LE TERRE ÉTAIT LE REFUGE DES AMATEURS PASSIONNÉS

« J’ai essayé l’asphalte mais la terre c’était l’idéal pour nous car pas on n’a pas de reco avant l’épreuve qui se joue sur un temps très resserré, compatible avec la société. Nous avons plus de 60 collaborateurs, c’est donc très prenant » nous précisait Matthieu, lors d’un temps d’assistance au Terre des Causses. Ce sera d’ailleurs le seul moment consacré à cette rencontre. C’est Mathilde qui se chargera de la suite ! Matthieu a débuté aux côtés de son oncle en temps que copilote, en Peugeot 106 et 205 GTI. Mais rapidement, il prend le volant d’une Peugeot 206 pour quelques rallyes et, par la suite, en 2009, achète une Peugeot 207 afin de participer à la coupe Peugeot (ex Daumas). En 2010 débute la collaboration de la fratrie Margaillan, Mathilde rejoint Matthieu mais en 2011 c’est la grosse sortie de route au Terre des Causses. Matthieu est sérieusement touché, physiquement. Il revient fin 2011 mais la peur de l’accident reste et il décide de prendre d’autres copilotes que Mathilde.
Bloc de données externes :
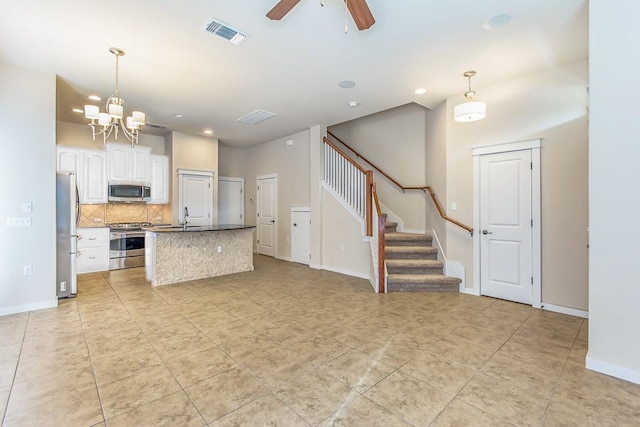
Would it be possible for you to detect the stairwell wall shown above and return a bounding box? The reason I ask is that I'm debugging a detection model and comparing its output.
[424,102,455,256]
[444,61,588,311]
[329,103,429,233]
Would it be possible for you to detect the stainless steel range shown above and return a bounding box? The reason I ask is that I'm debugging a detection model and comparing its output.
[109,222,151,270]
UN DUO PLUS FORT QUE L’ACCIDENT

« Cependant rapidement en s’est rendu compte que c’était ensemble que nous étions efficaces. Après un ou deux rallyes sur asphaltes avec la 207 R3T, en 2012 on se retrouve au départ des Cardabelles tous les deux et dés lors notre duo reconstitué ne se séparera que très épisodiquement. Nous avons rencontré Fred Comte en 2013 et c’est avec la structure AFC que nous allons évoluer vers le haut. Fred était une perle, cette période, hélas conclue tragiquement avec sa disparition au Rallye du Mont Blanc, reste un super souvenir ». Ils montent d’un cran et c’est en S 2000 que les deux Bas Alpins évoluent. Avec la 207 ils s’imposent une première fois au Rallye de Haute Provence (asphalte) avant de récidiver, l’année suivante avec la Skoda, qui depuis l’Auxerrois, a succédé à la 207 et à la 208 R2 de la coupe.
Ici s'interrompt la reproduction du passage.